Sexual dishonor can have a long list of things from lust (private thoughts or open ones), infidelity, or to sending inappropriate social media, text, or email messages. On the larger scale sexual dishonor includes crimes of rape, molestation, sexual torture, and sexual slavery. Many families have been broken by sexual dishonor and children have suffered from sexual abuse. I breathe in and I breathe out to say I have old past experience of both being assaulted and of being one who has dishonored others. In all cases above, including my own, the first sign of moving into dishonor and devaluing life, is to view another’s body as an object to be used for one’s own desire. In essence, the person is dehumanized in order to justify the abuse. This all done silently and send us down a slippery slope.

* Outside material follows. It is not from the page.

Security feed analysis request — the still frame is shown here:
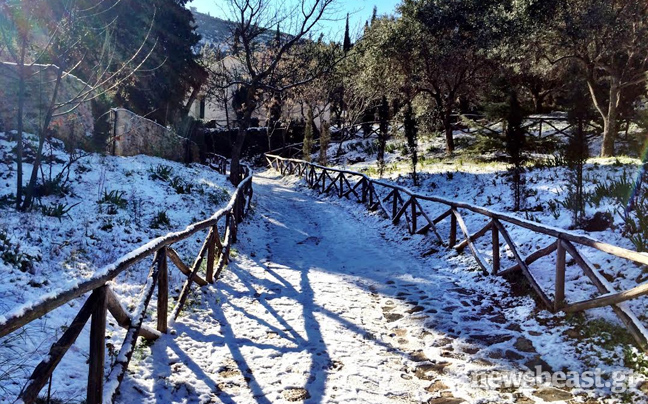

Silence or justification about one’s own misconduct, gossip about others, ridicule, jokes about dishonorable sexual acts, slander to ruin someone else’s reputation with stories of sexual abuse, hatred toward the person who is perceived as the perpetrator, and denying the experience of the perpetrated, are all ways in which any act of sexual dishonor is fueled and perpetuated for years. It also drives the circumstances and the individuals involved underground for fear of persecution or being labeled for life.  Along with the misrepresentation of sex and sexuality on films and in books, this may speak to the mountain of sexual dishonor in religious places, in our communities, and homes. We have little sanctuary for healing these wounds. At the same time, we have the wisdom to know when we are deluded by our deluded heart-mind. If you know this you are awake.

In Buddha’s teachings, sexual dishonor is not seen as everlasting simply because there are other practices such as loving-kindness, compassion, forgiveness, and reconciliation.

Try this: I breathe in and I breathe out, feeling my feet on the ground. Breathing in and Breathing out, letting go of the warm air from my lungs. Breathing in and Breathing out I receive help. Breathing in and Breathing out, I release thoughts of harming self and others.  Breathing in and Breathing out, I value the sound of all heartbeats. Breathing in, Breathing out, I honor the beautiful bodies of everyone and hold sex and sexuality as sacred. Breathing in, breathing out, I am free. Breathing in, Breathing out, I begin again in the renewal and rejuvenation of the next moment.

(4) be aware of dishonest speech Speech that is out of integrity is out of alignment with your heart and with the earth. Speech that is not true is that which protects your image, judges another to ensure your superiority, is filled with inaccuracies so that it fits your story and gets folks on your side, gives unsolicited feedback, or that is derogatory or filled with hatred towards any living being.  Also, speaking with Buddhist (loving kindness for example) or psychological terms during painful situations rings of dishonesty when heartfelt communication or a warm hug is called for. Remember being nice or sounding kind is not always honest. Talking (including asking questions) about sensitive issues about another person who is not present in the room can divide communities or sanghas. These are some of the ways of speaking we could avoid in order to end suffering in our lives and that of others.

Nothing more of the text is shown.